We've been hearing a lot out of this narrative after a recent Gallup poll showed Republicans are more enthusiastic than Democrats by a 51-39 margin. So is it time to hyperventilate?
I'm not so impressed. One thing that should be kept in mind is that voter enthusiasm is no guarantee of victory although we are hearing a lot about this large correlation.
"Gallup has found a relationship between voting enthusiasm and the outcome of midterm congressional elections, with the party that has the advantage generally faring better in the elections. That pattern also held in the 2008 presidential election, with Democrats reporting greater enthusiasm throughout the year and Barack Obama winning the election"
Yeah, "Gallup found a relationship." Let's see is it anymore than assuming that it matters? Note that the correlation is found more in midterm elections. Consider this as well. In 2008 it's true that at this point in the election cycle the Dems led in enthusiasm by a 26 point margin (61-35). Of course, Obama went on to win a landslide. Case closed right?
Well I'm interested in 2004, though.
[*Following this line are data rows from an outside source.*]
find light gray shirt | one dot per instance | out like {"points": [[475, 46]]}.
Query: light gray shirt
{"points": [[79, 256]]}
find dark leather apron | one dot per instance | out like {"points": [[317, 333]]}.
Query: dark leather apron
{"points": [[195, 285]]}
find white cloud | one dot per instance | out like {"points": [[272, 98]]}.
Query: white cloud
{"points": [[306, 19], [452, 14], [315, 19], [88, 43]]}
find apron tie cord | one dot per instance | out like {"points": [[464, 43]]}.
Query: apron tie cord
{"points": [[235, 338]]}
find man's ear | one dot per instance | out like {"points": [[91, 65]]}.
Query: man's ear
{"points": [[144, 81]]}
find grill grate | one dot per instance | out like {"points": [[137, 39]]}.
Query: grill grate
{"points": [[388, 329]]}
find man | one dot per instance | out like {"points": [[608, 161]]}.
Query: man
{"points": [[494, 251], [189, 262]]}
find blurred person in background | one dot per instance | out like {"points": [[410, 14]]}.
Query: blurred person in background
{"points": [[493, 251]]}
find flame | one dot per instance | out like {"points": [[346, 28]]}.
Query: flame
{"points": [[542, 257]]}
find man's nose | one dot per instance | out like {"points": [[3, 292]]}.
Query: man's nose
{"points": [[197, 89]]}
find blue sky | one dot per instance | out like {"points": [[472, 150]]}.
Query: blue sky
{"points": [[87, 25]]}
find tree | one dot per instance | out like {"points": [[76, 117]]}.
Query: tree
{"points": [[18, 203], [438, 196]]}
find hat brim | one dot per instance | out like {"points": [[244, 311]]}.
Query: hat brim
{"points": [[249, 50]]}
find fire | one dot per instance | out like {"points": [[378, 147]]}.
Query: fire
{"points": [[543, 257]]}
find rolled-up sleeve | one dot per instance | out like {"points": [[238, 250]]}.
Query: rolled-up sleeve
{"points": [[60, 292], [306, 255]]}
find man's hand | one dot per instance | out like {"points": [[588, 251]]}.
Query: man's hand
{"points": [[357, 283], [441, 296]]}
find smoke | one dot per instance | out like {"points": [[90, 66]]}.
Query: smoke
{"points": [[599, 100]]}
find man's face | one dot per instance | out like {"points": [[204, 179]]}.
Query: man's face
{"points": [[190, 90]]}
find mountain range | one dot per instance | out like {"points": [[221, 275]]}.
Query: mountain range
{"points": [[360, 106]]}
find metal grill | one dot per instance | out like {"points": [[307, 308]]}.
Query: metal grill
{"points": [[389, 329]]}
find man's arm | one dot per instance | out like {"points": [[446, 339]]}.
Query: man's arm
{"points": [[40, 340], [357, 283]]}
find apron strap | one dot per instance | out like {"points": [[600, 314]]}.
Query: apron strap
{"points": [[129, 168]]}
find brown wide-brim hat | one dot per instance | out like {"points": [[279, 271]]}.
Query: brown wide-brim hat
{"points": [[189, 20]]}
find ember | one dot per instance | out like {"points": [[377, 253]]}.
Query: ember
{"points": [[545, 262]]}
That year at this time the Democrats also had a big edge in enthusiasm (68-51). We all know how that one turned out. Look, the tricky thing in economics is being able to figure out what correlations are really material and which are actually red herrings. If Bush won in 2004 even if during this same point in the Summer the Dems actually had a stronger lead than the Repubs do now what does that tell you?
It tells me this "relationship" Gallup has "discovered" is a little more tenuous than first appearances suggest. I'd like to suggest another relationship that is at least worth looking at. How about the premise that maybe the party in power always shows less enthusiasm? When you're out of power the party is always more enthusiastic. What's interesting is that in the samples we have here in this Gallup piece we see in every year-2004, 2008, 2010 and this year, the party out of the White House is more enthusiastic.
So maybe that's got something to do with it. In any case, the GOP base is comparatively actually 17 points less enthusiastic than the 2004 Dems for all the good it did us. Indeed those Dems were even more enthusiastic by this measure than the 2008 Dems.
Conclusion: it's an interesting metric but you can read way too much into it. Keep in mind as well that voter enthusiasm tends to droop during the Summer before the conventions. And actually, during the GOP primary what was notable was the low level of enthusiasm GOP primary voters had for Mitt Romney. They ultimately went with him as the one most likely to beat President Obama.
But I would suggest this. Very few people like Mitt Romney. Even the Romney supporters are less Romney supporters than Obama haters. I would argue that most Americans like President Obama and much more of the Obama vote is a vote for hm rather than just a no vote for the other guy. The purely negative support for Romney is a tenuous way to build a winning coalition.
Finally, I can only speak for myself here. but I am very enthusiastic about this election. If you want to understand what's at stake just think about these words, "The Paul Ryan Budget." If any honest liberal doesn't think the stakes are important enough he's out to lunch anyway.
I have this argument with Morgan Warstler all the time. He thinks that in 1980 the country became more conservative. They repented of their liberal past and now the game is played on conservative terms. Obama should have :"done a Clinton" and didn't and will now be punished. He thinks the libs had their time-1913-1980 based on "giving away free stuff" but now the conservatives caught up in 80 and that we are now living in a conservative age.
I think he's wrong though I'll give him credit for saying he'll know he's wrong if Obama wins in November. In reality, I think the conservative wave stopped in 2004, at the nadir of their power, when Buckley wrote his triumphant "Did You Ever See a Dream Walking?"
In 2005, Bush seemed to have it all with both Houses of Congress. He had plans to privatize Social Security. Yet he ended up tabling it. Why? Because there was no political capital to do it. So then 5 years later Paul Ryan tries to take it a different way going after Medicare. He actually dares to plan for Medicare privatization. This was considered the third rail for years.
The point is though is the Repugs lacked the mandate in 2005 and I don't think they suddenly have it now. What Morgan fails to grasp is that the conservative victories from 1980-2004 were the low handing fruit. Now they are trying to aim at the heart of the New Deal. Because that's what this election is really about. A vote for Mitt 'Romney is literally a vote to end the New Deal. I don't see it. I think that the fact that Judge Roberts took the temperature of Americans and realized he couldn't strike down Obamacare shows that the GOP has taken on more than it can chew now.